One of the leading voices for gender-equality in the Olympic movement, DeFrantz saluted the efforts of the UAE government in this sphere and extolled the virtues of sport in a prosperous society.
“I am delighted with what the UAE government is doing here,” she said. “Sport, I believe, is a basic right of every human being, just as basic as finding shelter and nourishment. We can judge how advanced a country is based on the access to sports of its population.
“The benefits of sports for humans are multi-faceted. In team sports we challenge ourselves, and along the way we pick up leadership skills, mutual respect and fair play.”
Talking about her own battle for gender equality at the Olympic Games, DeFrantz revealed how asking the right questions at the IOC meetings had brought success.
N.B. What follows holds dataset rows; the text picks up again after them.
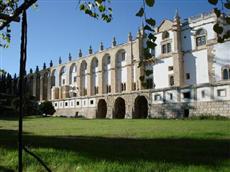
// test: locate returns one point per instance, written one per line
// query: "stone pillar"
(100, 82)
(89, 87)
(49, 88)
(177, 53)
(34, 86)
(113, 80)
(129, 78)
(41, 88)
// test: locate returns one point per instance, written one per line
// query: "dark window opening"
(187, 95)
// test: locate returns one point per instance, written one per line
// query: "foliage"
(118, 145)
(47, 108)
(30, 105)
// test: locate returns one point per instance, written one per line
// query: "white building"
(191, 76)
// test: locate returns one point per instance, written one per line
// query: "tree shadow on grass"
(181, 151)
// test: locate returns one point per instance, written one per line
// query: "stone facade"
(189, 76)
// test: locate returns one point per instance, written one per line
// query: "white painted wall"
(161, 73)
(196, 64)
(221, 58)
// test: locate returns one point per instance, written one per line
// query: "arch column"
(41, 88)
(49, 88)
(100, 82)
(89, 81)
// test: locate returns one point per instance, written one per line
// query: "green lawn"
(119, 145)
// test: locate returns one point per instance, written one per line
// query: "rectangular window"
(203, 94)
(157, 97)
(221, 93)
(163, 49)
(187, 76)
(171, 80)
(187, 95)
(170, 68)
(169, 49)
(75, 79)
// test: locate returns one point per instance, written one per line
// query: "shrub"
(47, 108)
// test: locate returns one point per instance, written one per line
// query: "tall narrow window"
(225, 74)
(200, 37)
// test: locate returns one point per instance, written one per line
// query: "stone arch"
(37, 81)
(106, 74)
(140, 107)
(101, 109)
(62, 76)
(120, 70)
(73, 74)
(94, 76)
(45, 77)
(119, 108)
(83, 78)
(53, 78)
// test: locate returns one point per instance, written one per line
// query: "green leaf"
(146, 27)
(151, 22)
(213, 2)
(227, 5)
(140, 13)
(218, 29)
(151, 44)
(217, 12)
(227, 20)
(150, 3)
(142, 78)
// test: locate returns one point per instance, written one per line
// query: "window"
(171, 80)
(170, 96)
(123, 56)
(170, 68)
(169, 49)
(226, 73)
(134, 86)
(165, 35)
(187, 95)
(221, 93)
(203, 94)
(187, 76)
(157, 97)
(163, 49)
(166, 48)
(200, 37)
(75, 79)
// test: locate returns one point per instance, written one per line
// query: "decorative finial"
(90, 50)
(177, 14)
(114, 43)
(37, 69)
(80, 53)
(130, 36)
(70, 57)
(51, 63)
(101, 46)
(44, 65)
(60, 60)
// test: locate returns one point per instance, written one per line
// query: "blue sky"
(57, 28)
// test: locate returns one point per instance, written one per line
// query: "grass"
(118, 145)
“At the 1996 Atlanta Games, as many as 26 NOCs didn't have women at Games. But between the 1996 to 2016 Games we had more than 32,000 women who had taken part,” said DeFrantz, who is credited with getting women's softball and football on the Olympics programme, as well as the vast increase in the number of opportunities for women's competition.
At the 1900 Olympics, only three of the 86 events (3.6 per cent) were for women. By the 1960 Olympics, that figure had increased to 29 of 150 events (19.33), but last year at the Rio Olympics, 44.4 per cent of the events (136 of 306) were for ladies and by the 2024 Olympic Games in Paris, DeFrantz is hoping to achieve a 50-50 ratio.
“Things did not change overnight,” she said. “We were able to do it over time and by 2024, we hope to be 50-50 at the Olympic Games.
“I hope we can break down barriers and convince people that there is everything right in having access for women in sport.”